На полпути, впрочем, ноги его заплелись, понесло Билятдина куда-то вбок и непослушной иноходью прибило к железным дверям гаража. Замок криво висел на разомкнутой дужке. «Взлом!» – пронеслась в тумане ужасная мысль. Сафин оттянул дверь, вошел, привычным движением щелкнул выключателем. Гроб был на месте.
Автомобиль – «горбатенький» – тоже. Беспорядка не наблюдалось. «Михаил, пооборвать бы ему, второй раз запирать забывает, деревянная башка! Смеешься ты надо мной, что ли… Атмосфера, ишь! А сам взятки лещами берет, чистоплюй. Сам и есть дурилка картонная…» – ворчал про себя Билятдин, запираясь изнутри.
Потом полюбовался на свое изделие, погладил его струганый бок, с трудом снял тяжелую крышку, погасил свет и, кряхтя, забрался на верстак. Перекинул одну ногу, другую, встал задом кверху на четвереньки, сгреб в изголовье стружки и ветошь, укрылся курткой и, подложив ладони под щеку, тяжко захрапел.
На дворе было еще темно, когда Билятдина разбудили. Гулко отзывалась на удары металлическая дверь. Отряхиваясь, Билятдин скинул крюк, отвалил щеколду – и, как говорится, обалдел. В едва сочащемся рассвете стояла перед ним – нет, совсем не маленькая милая Галия, а рослая перемученная кляча, не кто иной, как Андревна, Наина Горемыкина собственной персоной.
Огромными и черными от ужаса были на бледном костистом лице глаза.
– Сафин… – прошептала Наина, и косно ворочался в отверстии ее черного рта язык, – Билятдин Ахматович…

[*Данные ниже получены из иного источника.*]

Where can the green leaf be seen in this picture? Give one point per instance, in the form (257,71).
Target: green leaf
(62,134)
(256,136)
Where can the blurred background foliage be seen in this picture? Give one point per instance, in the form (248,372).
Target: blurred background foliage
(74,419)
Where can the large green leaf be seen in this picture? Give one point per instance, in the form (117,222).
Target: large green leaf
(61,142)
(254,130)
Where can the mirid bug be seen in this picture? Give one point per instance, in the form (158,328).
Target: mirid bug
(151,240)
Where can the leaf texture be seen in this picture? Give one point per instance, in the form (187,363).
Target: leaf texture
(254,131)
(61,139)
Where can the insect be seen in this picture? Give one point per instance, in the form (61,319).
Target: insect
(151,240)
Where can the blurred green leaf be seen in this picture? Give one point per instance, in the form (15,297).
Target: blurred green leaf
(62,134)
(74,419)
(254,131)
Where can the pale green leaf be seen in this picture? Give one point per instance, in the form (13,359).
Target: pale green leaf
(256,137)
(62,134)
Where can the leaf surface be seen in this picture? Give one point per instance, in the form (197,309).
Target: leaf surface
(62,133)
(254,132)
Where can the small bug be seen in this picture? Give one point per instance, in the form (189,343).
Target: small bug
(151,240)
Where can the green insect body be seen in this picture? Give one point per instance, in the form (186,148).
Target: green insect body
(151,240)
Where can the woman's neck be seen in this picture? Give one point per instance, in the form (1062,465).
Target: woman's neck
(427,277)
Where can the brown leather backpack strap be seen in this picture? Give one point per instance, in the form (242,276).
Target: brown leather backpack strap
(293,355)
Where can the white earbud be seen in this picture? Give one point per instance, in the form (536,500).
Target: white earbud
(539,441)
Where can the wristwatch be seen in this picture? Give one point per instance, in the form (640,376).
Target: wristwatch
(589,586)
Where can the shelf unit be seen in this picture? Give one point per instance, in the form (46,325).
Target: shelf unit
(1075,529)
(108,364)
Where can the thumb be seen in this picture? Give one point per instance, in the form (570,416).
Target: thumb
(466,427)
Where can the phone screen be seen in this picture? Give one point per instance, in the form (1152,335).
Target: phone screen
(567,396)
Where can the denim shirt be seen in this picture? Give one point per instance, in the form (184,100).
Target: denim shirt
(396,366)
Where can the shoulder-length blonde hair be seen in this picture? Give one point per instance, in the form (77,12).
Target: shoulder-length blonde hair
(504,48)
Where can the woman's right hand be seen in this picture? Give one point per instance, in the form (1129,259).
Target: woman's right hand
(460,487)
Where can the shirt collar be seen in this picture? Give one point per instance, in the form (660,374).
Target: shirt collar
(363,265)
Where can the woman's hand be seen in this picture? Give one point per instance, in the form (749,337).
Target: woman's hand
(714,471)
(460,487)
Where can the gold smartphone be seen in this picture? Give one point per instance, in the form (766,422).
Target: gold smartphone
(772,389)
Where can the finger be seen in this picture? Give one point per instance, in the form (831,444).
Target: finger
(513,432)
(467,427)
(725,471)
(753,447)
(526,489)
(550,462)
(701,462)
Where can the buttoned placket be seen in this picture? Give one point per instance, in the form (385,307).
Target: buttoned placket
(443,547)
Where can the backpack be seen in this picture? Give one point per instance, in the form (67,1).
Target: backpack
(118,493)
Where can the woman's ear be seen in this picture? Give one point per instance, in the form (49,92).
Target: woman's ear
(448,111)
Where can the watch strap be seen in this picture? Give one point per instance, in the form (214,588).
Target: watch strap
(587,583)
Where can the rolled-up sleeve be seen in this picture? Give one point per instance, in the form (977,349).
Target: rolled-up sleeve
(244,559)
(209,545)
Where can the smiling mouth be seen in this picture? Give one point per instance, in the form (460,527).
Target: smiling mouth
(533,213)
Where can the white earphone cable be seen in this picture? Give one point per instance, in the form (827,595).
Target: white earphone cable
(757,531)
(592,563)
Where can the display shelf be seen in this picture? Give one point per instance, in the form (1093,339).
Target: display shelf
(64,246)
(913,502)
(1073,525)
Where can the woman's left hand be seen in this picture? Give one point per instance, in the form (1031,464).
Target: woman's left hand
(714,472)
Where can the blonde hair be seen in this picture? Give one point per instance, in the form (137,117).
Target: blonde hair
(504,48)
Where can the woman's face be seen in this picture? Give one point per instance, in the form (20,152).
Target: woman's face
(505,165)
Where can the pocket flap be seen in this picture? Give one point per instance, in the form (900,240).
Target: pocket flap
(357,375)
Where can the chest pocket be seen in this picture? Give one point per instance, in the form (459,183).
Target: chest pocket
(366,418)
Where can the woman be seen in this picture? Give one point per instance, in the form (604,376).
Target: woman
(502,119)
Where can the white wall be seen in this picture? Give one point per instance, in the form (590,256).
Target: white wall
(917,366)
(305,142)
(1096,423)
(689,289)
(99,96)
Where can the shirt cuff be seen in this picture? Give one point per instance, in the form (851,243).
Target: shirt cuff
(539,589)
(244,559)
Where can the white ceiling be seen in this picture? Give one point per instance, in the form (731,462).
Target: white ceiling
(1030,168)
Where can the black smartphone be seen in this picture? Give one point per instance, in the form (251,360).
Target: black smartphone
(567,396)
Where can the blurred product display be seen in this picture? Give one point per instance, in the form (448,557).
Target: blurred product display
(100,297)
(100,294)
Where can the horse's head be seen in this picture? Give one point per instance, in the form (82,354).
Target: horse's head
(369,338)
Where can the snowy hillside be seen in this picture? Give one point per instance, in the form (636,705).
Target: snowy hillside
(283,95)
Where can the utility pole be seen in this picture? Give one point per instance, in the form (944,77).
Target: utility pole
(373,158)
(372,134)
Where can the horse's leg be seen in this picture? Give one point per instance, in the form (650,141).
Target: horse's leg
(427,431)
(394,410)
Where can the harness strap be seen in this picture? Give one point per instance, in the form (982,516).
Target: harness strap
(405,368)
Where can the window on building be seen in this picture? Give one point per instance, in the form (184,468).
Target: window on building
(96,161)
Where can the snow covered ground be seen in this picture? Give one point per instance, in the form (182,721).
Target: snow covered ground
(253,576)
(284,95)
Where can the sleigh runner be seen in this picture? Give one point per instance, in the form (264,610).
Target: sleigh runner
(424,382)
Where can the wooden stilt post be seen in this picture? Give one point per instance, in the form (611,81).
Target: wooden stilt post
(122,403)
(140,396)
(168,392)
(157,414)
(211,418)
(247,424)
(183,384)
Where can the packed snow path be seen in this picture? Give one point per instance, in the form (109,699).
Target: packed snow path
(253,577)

Андревна обеими руками сильно сжала локти Билятдина, так что тот ойкнул, в испуге подняв к ней заспанное синеватое плоское лицо.
– Разит, разит от тебя, Сафин, как из бочки… – гудела черноглазая, черноротая Наина, – спишь тут и ничего не знаешь, подлец!
– Да я и выпил-то пива, пивка с литр взял, не больше, чем же я подлец, Наина Андревна! – тоже почему-то зашептал Билятдин, и так же трудно поворачивался его язык.
– А тем ты подлец, Сафин, – строго и громко сказала Андревна и отпустила его, – что дорогой товарищ Брежнев Леонид Ильич, лауреат и герой, скончался и помер этой ночью, а ты ханки натрескался и не работник!
Билятдин так и закрутился на месте, присел и пошел юлить волчком, как шаман, и бил себя по тугой черной голове, словно в бубен.
– Ояоя-а-аэлоя-аа… эгоя аллах-варах каравай мой, вай кара-а! – пел Билятдин, а Горемыкина пританцовывала на месте, не в силах устоять перед ритмом, и щелкала пальцами. – У меня же все готово, печень моего сердца, Наина ты моя Андревна, вот он, глянь сюда!
И тут с леденящим страхом вспомнил Билятдин, что не выстругал он ни пазы для ножек, ни саму ножку, правда, последнюю, не успел закончить, не говоря уж о полировке, морилке… А оконце! Он даже стекло для него не отмерил!